Physical Description

  • Red hake vary in color depending on their environment. Most tend to be a reddish brown to olive-brown color with pale tan spots on their sides and shades of white on their undersides.
  • They are a member of the cod family and have a barbel (whisker) on their chin.
  • Their dorsal fin is triangular, but their second dorsal and anal fins are long, continuous, and do not attach to the tail fin, much like an eel.
  • They have a small head, but a large mouth with many small teeth.


  • Red hake are a member of the cod family.
  • They do not grow as large as white hake and normally reach a maximum size of 50 centimeters (20 inches) and 2 kilograms (4.4 pounds).
  • Females are generally larger than males of the same age, and reach a maximum length of 63 centimeters (25 inches) and a weight of 3.6 kilograms (7.9 pounds).

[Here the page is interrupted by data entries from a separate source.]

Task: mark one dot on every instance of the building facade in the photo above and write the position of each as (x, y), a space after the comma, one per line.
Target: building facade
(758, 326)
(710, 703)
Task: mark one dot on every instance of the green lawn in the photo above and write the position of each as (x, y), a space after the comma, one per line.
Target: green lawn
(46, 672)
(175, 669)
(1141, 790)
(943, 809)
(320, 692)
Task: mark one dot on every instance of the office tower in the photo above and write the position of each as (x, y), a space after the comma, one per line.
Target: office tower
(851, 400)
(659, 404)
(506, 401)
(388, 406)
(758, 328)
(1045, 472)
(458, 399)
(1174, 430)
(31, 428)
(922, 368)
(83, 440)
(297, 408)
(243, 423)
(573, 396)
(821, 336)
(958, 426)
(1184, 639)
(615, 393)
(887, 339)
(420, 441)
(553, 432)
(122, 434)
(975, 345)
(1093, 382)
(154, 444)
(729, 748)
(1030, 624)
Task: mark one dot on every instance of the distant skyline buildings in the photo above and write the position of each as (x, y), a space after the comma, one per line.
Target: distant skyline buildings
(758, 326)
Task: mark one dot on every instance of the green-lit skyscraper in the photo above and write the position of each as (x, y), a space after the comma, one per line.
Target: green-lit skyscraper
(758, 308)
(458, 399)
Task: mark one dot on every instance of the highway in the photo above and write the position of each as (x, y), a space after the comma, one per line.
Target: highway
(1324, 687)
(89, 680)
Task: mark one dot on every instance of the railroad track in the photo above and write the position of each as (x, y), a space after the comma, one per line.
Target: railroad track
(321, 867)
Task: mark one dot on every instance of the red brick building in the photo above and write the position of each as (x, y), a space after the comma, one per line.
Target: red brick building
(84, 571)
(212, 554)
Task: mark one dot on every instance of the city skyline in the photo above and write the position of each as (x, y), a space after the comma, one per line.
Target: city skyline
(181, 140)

  • Although they generally do not live longer than 8 years, red hake have been recorded up to 14 years old.
  • Red hake feed primarily on crustaceans such as decapods and rock crabs as well as fish such as haddock, silver hake, sea robins, sand lance, mackerel, and small red hake.
  • Primary predators of red hake include spiny dogfish, cod, goosefish, and silver hake.